How can ser grok if log have different content from the same equipment?

Jun  2 16:45:49 tp-id01.test.corp zorp/scb_ssh[1379]: core.alerting(3): (svc/wwVRLvYoUMToHT2Xz9vEbj/ssh_alert:11/ssh): Audit event was recognized; rule='PatternMatcherRule', type='adp.event.command', pattern='user', actions_taken='LOG, NOTIFY, METADB', event_data='ls -l'
Jun  8 17:00:11 sc-id01.test.corp zorp/scb_ssh[1416]: ssh.auth(3): (svc/778EuyyZrBFgb3eLsyVsh3/ssh_orig_target:78/ssh): User authentication failure on server; username='Sc', gateway_user=''
Jun  9 11:18:43 tp-id01.test.corp restserver[871]: User authentication failed; realm='Balabit', username='admin'

The log has different contents when users use different act.

In fact ,the log types have more variable contents.

How can set grok if log have different content from the same equipment?

Do I must use multiple pattern to one on one parse these logs?

I would start with something like

    grok { match => { "message" => "^(?<[@metadata][timestamp]>.{15}) %{HOSTNAME:hostname} %{NOTSPACE:program}\[%{POSINT:pid}\]: (?<msg>[^;]+); %{GREEDYDATA:[@metadata][restOfLine]}" } }
    date { match => [ "[@metadata][timestamp]", "MMM  d HH:mm:ss", "MMM d HH:mm:ss" ] }
    kv { source => "[@metadata][restOfLine]" field_split_pattern => ", " }

which will get you

       "pid" => "1416",
  "hostname" => "sc-id01.test.corp",
       "msg" => "ssh.auth(3): (svc/778EuyyZrBFgb3eLsyVsh3/ssh_orig_target:78/ssh): User authentication failure on server",
  "username" => "'Sc',",
   "program" => "zorp/scb_ssh",
"@timestamp" => 2021-06-08T21:00:11.000Z

Note that the empty gateway_user is not added as a field. Or

       "pid" => "871",
     "realm" => "'Balabit',",
  "hostname" => "tp-id01.test.corp",
       "msg" => "User authentication failed",
  "username" => "admin",
   "program" => "restserver",

You may then want another grok to parse things out of the msg field.

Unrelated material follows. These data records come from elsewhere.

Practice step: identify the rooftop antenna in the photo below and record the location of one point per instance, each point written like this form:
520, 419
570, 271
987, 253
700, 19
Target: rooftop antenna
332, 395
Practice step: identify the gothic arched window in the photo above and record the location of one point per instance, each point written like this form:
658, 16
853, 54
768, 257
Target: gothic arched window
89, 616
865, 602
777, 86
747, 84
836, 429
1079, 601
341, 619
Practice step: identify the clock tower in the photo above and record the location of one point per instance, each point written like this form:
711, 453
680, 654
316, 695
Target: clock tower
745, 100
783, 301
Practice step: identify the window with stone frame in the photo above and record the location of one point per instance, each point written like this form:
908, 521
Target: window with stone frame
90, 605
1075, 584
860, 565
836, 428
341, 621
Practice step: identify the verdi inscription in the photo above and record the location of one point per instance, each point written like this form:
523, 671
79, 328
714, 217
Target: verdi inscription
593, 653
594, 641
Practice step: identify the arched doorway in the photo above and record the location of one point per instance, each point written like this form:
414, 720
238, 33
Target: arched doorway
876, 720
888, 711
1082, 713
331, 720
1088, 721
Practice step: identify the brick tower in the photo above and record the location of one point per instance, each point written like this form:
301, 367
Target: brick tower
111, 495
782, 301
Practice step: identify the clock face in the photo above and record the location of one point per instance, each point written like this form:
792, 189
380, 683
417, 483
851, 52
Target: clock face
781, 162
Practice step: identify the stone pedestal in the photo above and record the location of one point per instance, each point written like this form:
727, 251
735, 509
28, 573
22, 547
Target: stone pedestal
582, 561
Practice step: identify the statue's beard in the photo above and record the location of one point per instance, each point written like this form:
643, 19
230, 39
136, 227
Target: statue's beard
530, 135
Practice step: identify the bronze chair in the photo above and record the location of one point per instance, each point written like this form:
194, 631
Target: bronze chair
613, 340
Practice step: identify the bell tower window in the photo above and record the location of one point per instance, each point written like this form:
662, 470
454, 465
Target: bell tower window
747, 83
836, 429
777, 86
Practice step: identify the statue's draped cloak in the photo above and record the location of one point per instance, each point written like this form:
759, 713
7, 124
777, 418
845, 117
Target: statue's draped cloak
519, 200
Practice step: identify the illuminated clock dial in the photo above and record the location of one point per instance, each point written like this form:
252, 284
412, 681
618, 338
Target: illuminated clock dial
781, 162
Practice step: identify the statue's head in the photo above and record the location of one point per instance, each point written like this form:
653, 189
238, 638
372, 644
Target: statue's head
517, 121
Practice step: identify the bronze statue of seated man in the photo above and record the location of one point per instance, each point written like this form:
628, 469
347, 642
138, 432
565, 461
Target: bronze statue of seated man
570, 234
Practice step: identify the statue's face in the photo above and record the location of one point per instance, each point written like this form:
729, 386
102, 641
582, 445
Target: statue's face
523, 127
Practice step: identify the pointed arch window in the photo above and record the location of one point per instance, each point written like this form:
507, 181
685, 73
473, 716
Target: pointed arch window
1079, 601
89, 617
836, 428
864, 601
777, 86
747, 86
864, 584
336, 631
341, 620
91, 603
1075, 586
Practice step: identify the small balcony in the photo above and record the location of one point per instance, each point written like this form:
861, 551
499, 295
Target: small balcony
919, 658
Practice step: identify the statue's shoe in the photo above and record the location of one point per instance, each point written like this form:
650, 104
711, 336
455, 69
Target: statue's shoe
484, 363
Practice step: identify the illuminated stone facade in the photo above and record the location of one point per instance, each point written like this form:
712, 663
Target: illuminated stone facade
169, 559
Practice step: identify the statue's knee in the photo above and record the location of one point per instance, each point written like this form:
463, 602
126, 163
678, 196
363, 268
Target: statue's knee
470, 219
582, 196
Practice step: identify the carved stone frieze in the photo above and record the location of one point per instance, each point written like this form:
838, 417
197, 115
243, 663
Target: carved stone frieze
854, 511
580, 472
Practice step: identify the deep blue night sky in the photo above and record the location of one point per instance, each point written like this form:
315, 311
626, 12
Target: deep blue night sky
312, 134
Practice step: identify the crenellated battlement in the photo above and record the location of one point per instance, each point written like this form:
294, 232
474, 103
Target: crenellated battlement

Hi, Thank you for your responses.

I want to test @metadata but some grokdebug webs don't test the complete conf.d.

Have any webs can test ?

Then use logstash to test the config, not a site maintained by a third party that does not work like grok.

See here and here.

I use your pattern but have one problem.

event_data should contain ls -l , but the output is 'ls

{
             "rule" => "PatternMatcherRule",
             "host" => "idc-securitu-elk01",
          "message" => "<284>Jun  2 16:45:49 tp-id01.test.corp zorp/scb_ssh[1379]: core.alerting(3): (svc/wwVRLvYoUMToHT2Xz9vEbj/ssh_alert:11/ssh): Audit event was recognized; rule='PatternMatcherRule', type='adp.event.command', pattern='user', actions_taken='LOG, NOTIFY, METADB', event_data='ls -l'",
               "id" => "284",
             "time" => "Jun  2 16:45:49",
       "event_data" => "'ls",
       "@timestamp" => 2021-06-13T08:44:14.381Z,
         "hostname" => "tp-id01.test.corp",
    "actions_taken" => "LOG, NOTIFY, METADB",
             "type" => "adp.event.command",
              "msg" => "core.alerting(3): (svc/wwVRLvYoUMToHT2Xz9vEbj/ssh_alert:11/ssh): Audit event was recognized",
         "@version" => "1",
          "pattern" => "user",
          "program" => "zorp/scb_ssh",
              "pid" => "1379"
}

I have been use mutate and gsub like this:

filter{
  grok {
     match => { "message" => "<(?<id>\d+)>(?<time>.{15}) %{HOSTNAME:hostname} %{NOTSPACE:program}\[%{POSINT:pid}\][\:\;] (?<msg>[^;]+)[\;] %{GREEDYDATA:[@metadata][restOfLine]} " }
   }
  mutate{
    gsub => ["[@metadata][restOfLine]", "(\S+=)", ", \1"]
   }
   kv { source => "[@metadata][restOfLine]"
        field_split_pattern => ", "
        field_split => ","
   }
}

But the output still wrong.
How can I modify the filter ?
Thanks

If your fields can contain spaces then do not use a space in field_split_pattern. You can use field_split => "," instead, then use the trim_key option to remove the space.

This topic was automatically closed 28 days after the last reply. New replies are no longer allowed.